AI-generated antisemitic posts are about twice as likely to justify or encourage violence as antisemitic content created by users, according to evidence presented to the Royal Commission on Antisemitism and Social Cohesion.

CyberWell founder and chief executive Tal-Or Cohen Montemayor told the commission that a 300-post sample of AI-generated antisemitic content examined by the organisation had received more than 30 million views across major social media platforms, with 65 per cent of those views on Instagram. She said the proportion of AI content justifying violence had risen from around 15 per cent to 33 per cent.

Cyberwell’s Tal-Or Cohen Montemayor – Cyberwell (photo supplied)

She also warned that children were being exposed to Holocaust denial disguised as popular cartoon content. In one example, a My Little Pony character was shown saying it was impossible to bake six million muffins, a coded reference used to deny the six million Jews killed in the Holocaust.

“You’re priming them [children] to also see the Holocaust and the story of the Holocaust through the lens of denial,” Cohen Montemayor told the commission.

The findings were contained in an expert report commissioned by the royal commission on the spread and development of antisemitism online.

Cohen Montemayor said social media companies had become better at identifying explicit Holocaust denial but continued to struggle with newer forms of antisemitism involving coded language, memes, conspiracy theories and mockery of Holocaust survivors and victims of hate-motivated violence.

She said automated moderation systems were often unable to recognise euphemisms and images designed to avoid detection.

“The challenge that all digital platforms, including social media companies face, is not one of comprehensive policy, it’s a challenge of scalable enforcement of their own rules,” she said. “As antisemitism evolves, platforms must evolve with it.”

She called on technology companies to create specialised datasets that separate different forms of antisemitism from other categories of hate speech.
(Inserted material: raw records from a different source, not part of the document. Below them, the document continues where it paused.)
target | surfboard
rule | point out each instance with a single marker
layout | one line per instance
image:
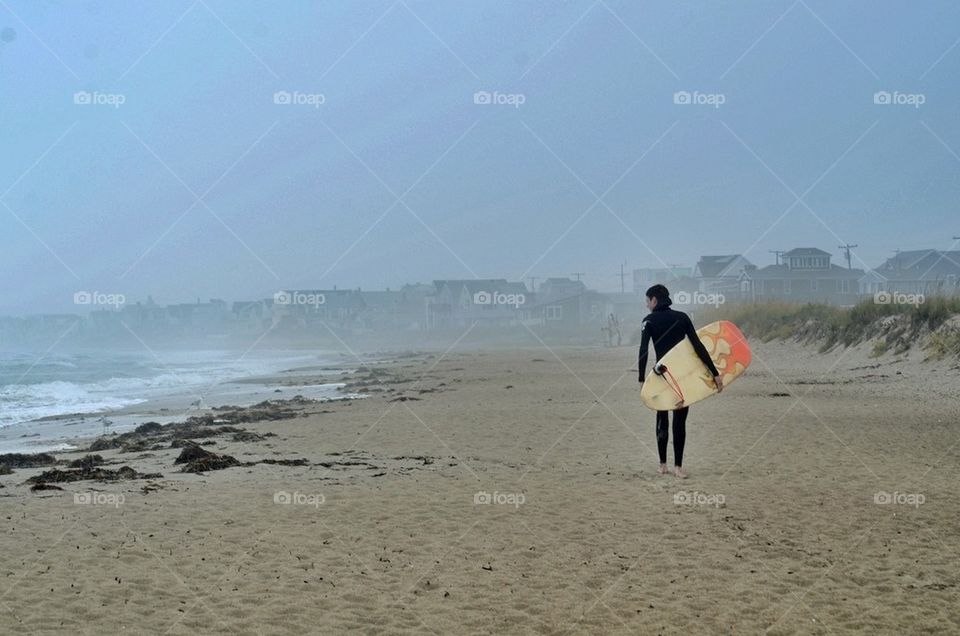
(687, 380)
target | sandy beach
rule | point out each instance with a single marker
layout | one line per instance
(514, 491)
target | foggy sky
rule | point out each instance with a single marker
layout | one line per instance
(106, 198)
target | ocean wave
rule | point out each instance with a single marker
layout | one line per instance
(25, 402)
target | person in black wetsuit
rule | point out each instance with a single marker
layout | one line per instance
(667, 328)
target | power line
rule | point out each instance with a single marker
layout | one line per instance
(846, 249)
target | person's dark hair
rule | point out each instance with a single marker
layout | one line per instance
(661, 293)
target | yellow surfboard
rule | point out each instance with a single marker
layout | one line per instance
(686, 379)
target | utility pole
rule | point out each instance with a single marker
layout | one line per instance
(622, 277)
(846, 249)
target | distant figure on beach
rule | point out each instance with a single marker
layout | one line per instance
(667, 328)
(613, 328)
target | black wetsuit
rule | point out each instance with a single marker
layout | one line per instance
(667, 328)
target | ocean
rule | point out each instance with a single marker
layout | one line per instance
(35, 386)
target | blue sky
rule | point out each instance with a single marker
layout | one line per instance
(200, 185)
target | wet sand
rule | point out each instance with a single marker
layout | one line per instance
(777, 529)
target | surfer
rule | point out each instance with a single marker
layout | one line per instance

Without such data, she said, companies could not properly measure antisemitism, determine how recommendation systems spread it or train artificial intelligence to recognise it.
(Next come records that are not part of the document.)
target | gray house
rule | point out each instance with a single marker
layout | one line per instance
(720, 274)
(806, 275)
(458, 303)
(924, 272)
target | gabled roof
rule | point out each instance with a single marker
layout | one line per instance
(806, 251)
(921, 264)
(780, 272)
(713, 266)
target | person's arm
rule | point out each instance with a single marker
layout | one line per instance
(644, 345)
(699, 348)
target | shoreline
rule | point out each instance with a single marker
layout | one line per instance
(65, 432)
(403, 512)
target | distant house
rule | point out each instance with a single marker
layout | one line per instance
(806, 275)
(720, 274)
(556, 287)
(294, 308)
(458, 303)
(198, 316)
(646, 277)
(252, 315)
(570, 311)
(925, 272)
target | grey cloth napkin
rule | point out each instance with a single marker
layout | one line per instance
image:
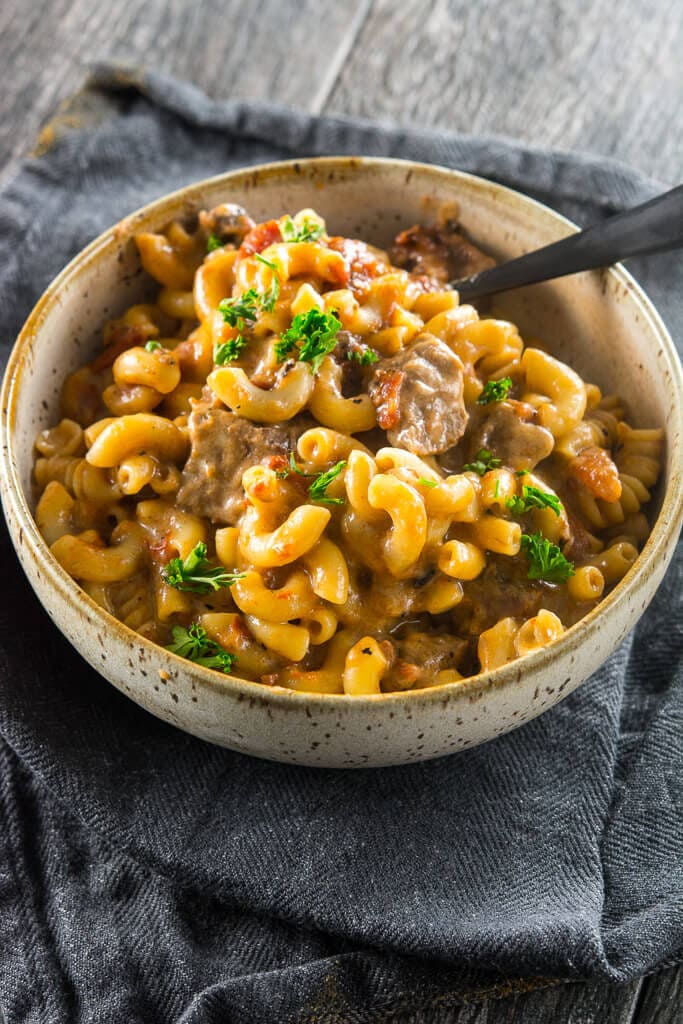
(145, 876)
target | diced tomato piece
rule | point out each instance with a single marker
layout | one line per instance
(386, 395)
(260, 238)
(363, 264)
(596, 470)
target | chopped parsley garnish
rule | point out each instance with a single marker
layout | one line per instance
(309, 230)
(365, 356)
(483, 462)
(226, 351)
(244, 307)
(317, 488)
(322, 482)
(269, 298)
(534, 498)
(196, 645)
(313, 333)
(495, 391)
(546, 561)
(197, 574)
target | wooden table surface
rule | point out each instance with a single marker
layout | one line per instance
(589, 75)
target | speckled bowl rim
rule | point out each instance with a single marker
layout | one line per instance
(669, 519)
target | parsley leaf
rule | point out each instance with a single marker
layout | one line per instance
(323, 481)
(534, 498)
(309, 230)
(365, 356)
(197, 574)
(315, 335)
(546, 561)
(244, 307)
(195, 644)
(226, 351)
(269, 298)
(483, 462)
(495, 391)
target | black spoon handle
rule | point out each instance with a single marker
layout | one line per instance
(654, 226)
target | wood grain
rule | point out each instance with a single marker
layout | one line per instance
(259, 49)
(660, 999)
(589, 74)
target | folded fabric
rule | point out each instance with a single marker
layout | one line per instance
(146, 876)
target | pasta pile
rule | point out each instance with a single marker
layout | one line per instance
(306, 464)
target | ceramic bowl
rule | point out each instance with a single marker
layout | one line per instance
(584, 318)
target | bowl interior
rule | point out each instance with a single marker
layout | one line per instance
(598, 322)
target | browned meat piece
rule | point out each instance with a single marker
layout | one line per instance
(440, 252)
(421, 655)
(223, 445)
(508, 431)
(503, 590)
(228, 222)
(419, 396)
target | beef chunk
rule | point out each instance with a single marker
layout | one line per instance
(228, 222)
(223, 445)
(419, 396)
(508, 431)
(426, 653)
(440, 253)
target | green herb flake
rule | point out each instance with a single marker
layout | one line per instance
(495, 391)
(237, 311)
(365, 356)
(322, 482)
(308, 231)
(227, 351)
(195, 644)
(313, 333)
(546, 561)
(196, 573)
(483, 462)
(534, 498)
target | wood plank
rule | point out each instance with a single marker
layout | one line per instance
(262, 49)
(588, 75)
(662, 998)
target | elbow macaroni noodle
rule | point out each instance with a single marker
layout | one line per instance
(352, 566)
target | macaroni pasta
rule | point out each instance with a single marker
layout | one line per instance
(308, 465)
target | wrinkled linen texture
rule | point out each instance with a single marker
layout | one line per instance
(148, 877)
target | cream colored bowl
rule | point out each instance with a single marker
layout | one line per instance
(601, 323)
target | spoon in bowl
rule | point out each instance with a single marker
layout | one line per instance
(653, 226)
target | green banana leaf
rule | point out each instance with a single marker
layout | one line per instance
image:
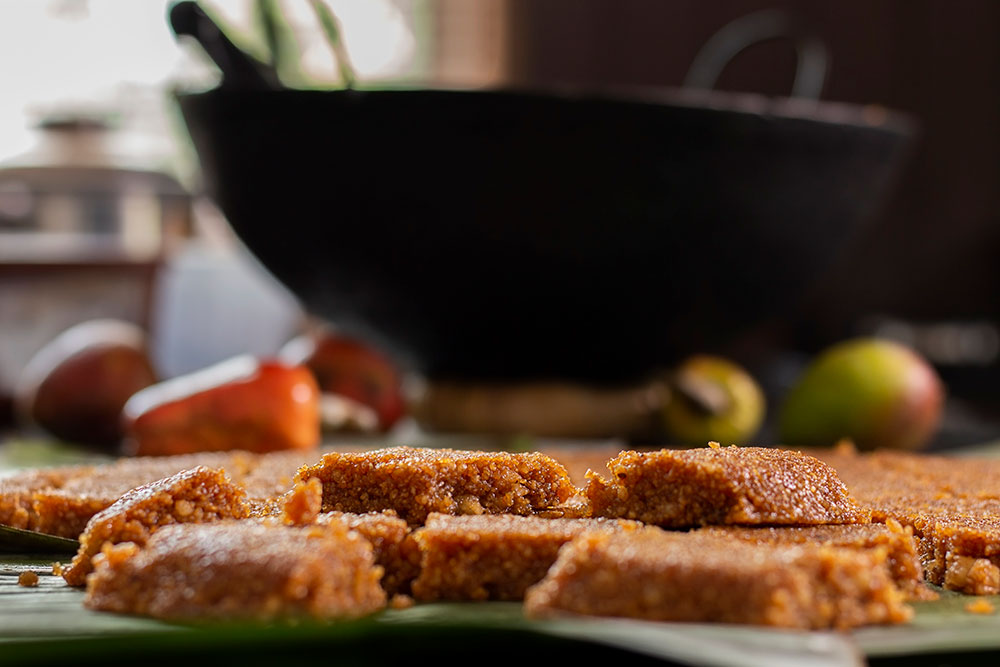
(48, 624)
Cohen Montemayor also singled out comment sections as a major weakness in social media moderation.

“The Wild West of content moderation is the comments section,” she said.

She said antisemitic abuse frequently appeared in replies beneath posts that were neutral or did not breach platform rules, allowing hate to spread even when the original material remained compliant. Coded phrases, memes and euphemisms were increasingly being used to bypass automated systems while still conveying antisemitic messages, she said.

Cohen Montemayor urged platforms to strengthen moderation of comments, publish clearer information about enforcement and work with organisations that have linguistic, cultural and specialist knowledge of antisemitism.

She warned that the growing use of AI to moderate online material would produce weaker results unless expert knowledge was built into the systems.

“Building AI moderation systems meant to tackle nuanced and specific forms of hate speech and harassment on a global scale without the input of experts in emerging hate narratives is an oversight that will yield poorer results of an already exhausted and underfunded trust and safety ecosystem,” she said.

Cohen Montemayor, who is US-born and based in Israel, founded CyberWell in 2022. It is an independent non-profit organisation that monitors antisemitic material in English and Arabic, including Holocaust denial and incitement to violence. It reports verified posts to social media companies and maintains a public database tracking antisemitic content and platform responses.